Celecoxib, a COX-2 inhibitor, is safer than the non-steroidal anti-inflammatory
drugs ibuprofen and diclofenac in terms of gastrointestinal toxicity, according
to final results from the CLASS trial.
The CLASS (celecoxib long-term arthritis safety study) trial, which was funded
by Pharmacia, involved nearly 8,000 patients with osteoarthritis (OA) or rheumatoid
arthritis (RA) and was led by Dr Fred Silverstein (department of medicine, University
of Washington, US). It compared 3,987 patients taking celecoxib 400mg twice
a day with 3,981 taking a traditional NSAID. Of the NSAID group, half were on
ibuprofen 800mg three times a day and half on diclofenac 75mg twice a day. The
dose of celecoxib used in the trial was higher than the maximum daily dose licensed
in the UK (400mg a day for either RA or OA).
The study found an annualised incidence of upper GI ulcer complications plus
symptomatic ulcers of 2.08 per cent for celecoxib and 3.54 for NSAIDs. This
gave a relative risk for celecoxib of 0.59 compared with NSAIDs. The authors
comment that while this rate was significantly different, the rate for ulcer
complications alone was not. They suggest that the increase in ulcer complications
was attributable to higher than anticipated concurrent low–dose aspirin
use (which has been previously associated with ulcer complications). Low dose
aspirin was found to have a significant effect on the incidence of upper GI
complications in celecoxib-treated patients but not in NSAID-treated patients.
An analysis of non-aspirin users showed that celecoxib was associated with a
significantly lower incidence of upper GI ulcer complications than the NSAIDs.
The overall incidence of GI adverse symptoms, including dyspepsia and nausea,
was significantly lower in the celecoxib group compared with the NSAID group.
The incidence of bleeding-related adverse events and hepatic and renal adverse
effects was lower in the celecoxib group but skin reactions (rash and pruritus)

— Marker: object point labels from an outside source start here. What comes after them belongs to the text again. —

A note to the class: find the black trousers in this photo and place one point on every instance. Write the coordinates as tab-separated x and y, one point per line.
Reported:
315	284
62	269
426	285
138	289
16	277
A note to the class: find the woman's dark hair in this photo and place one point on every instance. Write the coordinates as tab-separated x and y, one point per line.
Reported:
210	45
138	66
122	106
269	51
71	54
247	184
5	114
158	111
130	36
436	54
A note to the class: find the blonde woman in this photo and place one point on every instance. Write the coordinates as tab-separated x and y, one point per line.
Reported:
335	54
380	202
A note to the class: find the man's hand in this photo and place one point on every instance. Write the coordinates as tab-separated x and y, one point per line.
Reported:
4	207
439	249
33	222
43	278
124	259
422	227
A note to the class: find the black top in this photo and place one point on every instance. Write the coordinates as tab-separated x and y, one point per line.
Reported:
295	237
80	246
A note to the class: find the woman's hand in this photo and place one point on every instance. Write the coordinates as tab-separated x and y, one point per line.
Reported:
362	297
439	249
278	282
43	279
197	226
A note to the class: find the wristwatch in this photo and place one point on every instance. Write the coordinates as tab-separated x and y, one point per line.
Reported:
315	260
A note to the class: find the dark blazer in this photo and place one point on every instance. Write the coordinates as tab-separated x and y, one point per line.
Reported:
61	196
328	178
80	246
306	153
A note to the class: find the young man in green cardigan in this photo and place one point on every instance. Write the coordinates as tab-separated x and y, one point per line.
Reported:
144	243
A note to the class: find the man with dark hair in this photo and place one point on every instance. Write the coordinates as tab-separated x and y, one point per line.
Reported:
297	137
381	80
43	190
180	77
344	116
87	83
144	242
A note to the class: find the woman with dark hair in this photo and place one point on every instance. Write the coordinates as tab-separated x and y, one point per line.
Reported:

were higher in the celecoxib group.
The incidence of cardiovascular events were similar in both groups. The researchers
comment that it has been hypothesised that COX-2 inhibitors might increase the
risk of cardiovascular thromboembolic events via inhibition of vascular prostacyclin
synthesis without a corresponding inhibition of platelet thromboxane. This follows
observations of an increased rate of myocardial infarction in the VIGOR study
(a similar trial examining the safety of rofecoxib, see PJ, June 3, p835). However,
no difference in incidence of cardiovascular events, including myocardial infarction
and angina, was seen in the CLASS study (Journal of the American Medical Association
2000;284:1247).
The use of low-dose aspirin was not permitted in the VIGOR trial and its authors
have suggested that when a subset of trial participants who should have been
taking aspirin were excluded from the analysis, no difference in myocardial
infarction rates was seen.
Issues arising from the CLASS and VIGOR trials were discussed earlier this year
at the European League Against Rheumatism congress (PJ, July 15, p101)

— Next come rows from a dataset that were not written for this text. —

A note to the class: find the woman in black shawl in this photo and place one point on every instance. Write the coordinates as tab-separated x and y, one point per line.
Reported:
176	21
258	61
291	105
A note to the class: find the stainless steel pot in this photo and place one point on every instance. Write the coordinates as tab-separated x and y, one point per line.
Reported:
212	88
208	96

and at the British Society of Rheumatology meeting (PJ, May 13, p717).
The National Institute for Clinical Excellence (NICE) is expected to publish
a review on celecoxib in January, next year, say Searle (part of Pharmacia)
and Pfizer, co-promoters of celecoxib (Celebrex). Last week, the Committee on
Safety of
Medicines and Medicines Control Agency reported in Current Problems in Pharmacovigilance
that the majority of adverse effects for rofecoxib reported on “yellow
cards” were for gastrointestinal and cardiovascular effects. A forthcoming
bulletin would review celecoxib, they said (PJ, September 16, p387).